At present I'm working on gathering more information about the lens protocol itself by gathering lots of data. I'm just improving my data capture setup, moving from sniffing the lines at the D5100 mainboard to tapping into the lines in a macro extension tube with AF support. Using the extension tube means I can sniff an unmodified camera and lens, so I can also test on my D800.
Some patents mentioned in another topic on the forum gave a great starting point and explained the signalling used.
Electrical:
It is a 3 wire, 5V protocol with signals H/S (meaning handshake, also called R/W and In/Out), Data, and SCLK (Clock). SPI is used with SO and SI tied together to form Data, and then when one side expects to receive data it leaves SO in Hi-Z state so it does not interfere with the sender's serial output.
Looking into the camera body with the camera upright, the pins are lettered A thru H (or 1 thru 8 as is used on the wiki). B is H/S, C is SCLK, D is Data.
Also I believe E and H are motor drive signals, 90 degrees out phase to determine direction. These are used for AF based on my testing, but I need to scope them a bit more to be 100% certain what's going on, but repair manuals and whatnot strongly suggest that is the case.
Series resistors are used in case there is a conflict where both sides transmit, which seems possible with some new changes to the protocol -- old patents say a lens shall send byte 0xFF in response to unknown commands, but some newer commands have data phase going from camera to lens. In such cases, the camera and lens may attempt to transmit simultaneously, so series resistors prevent overcurrent on the output pins when one is high and the other is low.
The clock line is always driven by the body and it idles high. It operates at 142kHz or very close to that.
Data transitions on the falling clock edge, valid on the rising edge.
The handshake line is open-collector, pulled high by resistor.

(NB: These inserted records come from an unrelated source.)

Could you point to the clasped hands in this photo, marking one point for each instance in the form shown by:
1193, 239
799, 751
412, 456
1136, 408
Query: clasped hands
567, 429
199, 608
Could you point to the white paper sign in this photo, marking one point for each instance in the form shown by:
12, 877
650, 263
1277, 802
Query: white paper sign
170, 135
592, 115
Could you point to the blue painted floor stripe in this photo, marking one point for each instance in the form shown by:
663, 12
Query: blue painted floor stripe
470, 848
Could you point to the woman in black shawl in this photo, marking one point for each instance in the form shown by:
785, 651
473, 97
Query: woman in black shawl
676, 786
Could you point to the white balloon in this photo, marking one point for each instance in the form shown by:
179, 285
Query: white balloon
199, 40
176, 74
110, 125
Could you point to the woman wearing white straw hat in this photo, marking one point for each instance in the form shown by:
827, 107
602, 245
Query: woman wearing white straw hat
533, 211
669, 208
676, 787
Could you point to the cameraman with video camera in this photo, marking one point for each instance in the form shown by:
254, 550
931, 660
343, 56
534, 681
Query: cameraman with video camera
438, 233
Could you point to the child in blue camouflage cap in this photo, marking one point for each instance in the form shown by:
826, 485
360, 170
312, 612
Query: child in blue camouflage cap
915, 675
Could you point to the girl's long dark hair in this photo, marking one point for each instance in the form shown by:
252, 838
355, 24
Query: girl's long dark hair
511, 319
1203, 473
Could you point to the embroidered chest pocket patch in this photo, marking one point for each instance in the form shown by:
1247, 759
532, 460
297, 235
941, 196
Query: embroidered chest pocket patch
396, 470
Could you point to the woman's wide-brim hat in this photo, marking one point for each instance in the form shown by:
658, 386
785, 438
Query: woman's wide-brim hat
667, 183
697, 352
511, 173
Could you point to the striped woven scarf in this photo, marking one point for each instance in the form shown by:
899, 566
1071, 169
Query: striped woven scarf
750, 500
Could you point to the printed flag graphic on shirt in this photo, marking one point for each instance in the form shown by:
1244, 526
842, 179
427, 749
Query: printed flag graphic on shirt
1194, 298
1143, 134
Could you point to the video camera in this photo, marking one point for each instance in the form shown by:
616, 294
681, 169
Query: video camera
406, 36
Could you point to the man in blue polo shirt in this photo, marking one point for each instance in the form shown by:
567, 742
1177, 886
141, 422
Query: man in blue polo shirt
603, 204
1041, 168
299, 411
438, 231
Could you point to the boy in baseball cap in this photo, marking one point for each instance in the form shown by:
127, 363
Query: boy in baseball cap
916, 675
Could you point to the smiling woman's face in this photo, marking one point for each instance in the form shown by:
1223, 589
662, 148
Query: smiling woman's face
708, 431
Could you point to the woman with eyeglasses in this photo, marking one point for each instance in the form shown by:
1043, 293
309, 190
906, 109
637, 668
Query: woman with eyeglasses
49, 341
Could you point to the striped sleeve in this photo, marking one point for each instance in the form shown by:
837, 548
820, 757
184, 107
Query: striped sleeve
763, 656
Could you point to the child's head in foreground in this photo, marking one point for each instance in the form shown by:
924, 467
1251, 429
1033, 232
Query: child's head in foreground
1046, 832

There is a "power-down" state where no communication takes place. This state is identified by H/S high, Data and SCLK low. There seems to always be a command sent before entering this state, and a certain sequence of lines going high/low to bring the lens out of this state and back to normal communcation. This is different from the bus idling between commands, where SCLK is normally high.
Protocol:
Communication is always initiated by the camera body from what I have seen.
The camera pulls H/S low (I refer to this as "asserting H/S") for a fixed period of time -- I think this is about 125 microseconds, but not sure, could firmware people take a look?

As soon as the lens sees H/S is low, it asserts H/S and keeps it asserted to indicate it's ready and waiting for a command. They can both assert H/S simultaneously because it is open-collector, so they are both just pulling it low, neither ever drive it high.
In my testing, the lens always asserts H/S before the camera releases it, so H/S remains low for the duration.
Upon seeing H/S is low after releasing it, the camera knows the lens is ready and it clocks out the command, which is one byte. Data is always sent as one byte. No single transmission is ever greater than one byte. The bus always idles between bytes.
When the lens is done with the command, it releases H/S.
If the command involves data transfer, the lens releases H/S after it knows which command it is, then asserts H/S when the data byte is in the transmit buffer ready to go (if lens -> camera), or when the buffer is empty and ready to receive the next data byte (if camera -> lens). The camera then toggles clock to send/receive one byte. Direction of transfer is determined by the command alone as best I can tell, I haven't seen any indication that a bit in the command determines direction.
If the command instructs the lens to perform an action, the lens will not be ready for another command until the action is complete. Therefore: if the command involves data, H/S will be asserted longer after the last byte while the action is performed; if the command does not involve data, then H/S is asserted longer after the initial command byte. Put another way: the lens performs the action on the last byte (which may be the command byte!) before returning to idle, and it will not release from that byte until the action is complete. This provides an easy way to discern reads from writes by timing analysis, since the lens MCUs are slow and take a relatively long time to release H/S in all cases I have seen.
Anyway, I can clean up all the above and add it to the wiki at some point with pretty pictures of data captures and so on. I've written a simple tool to parse captures from the logic analyzer into a list of all commands and their corresponding data. It works, just needs some refinement and then I plan to capture LOTS of data from many lenses and build a comprehensive listing of all commands seen and the data they have been seen with, including how many times each unique command+data combo was seen, etc.
Hopefully that data will be useful to those of you working on the firmware, and I'm hoping firmware folks can help me figure out what some of the commands mean as well

I wrote this quickly and I haven't had breakfast yet, so sorry for any errors!
Oh, interesting anecdote: one of Nikon's patents covers commands for Power Zoom, though I don't believe any Nikkor glass has such a thing? But that patent also talks about AF commands I don't think I've seen in use... I see different commands used to control AF.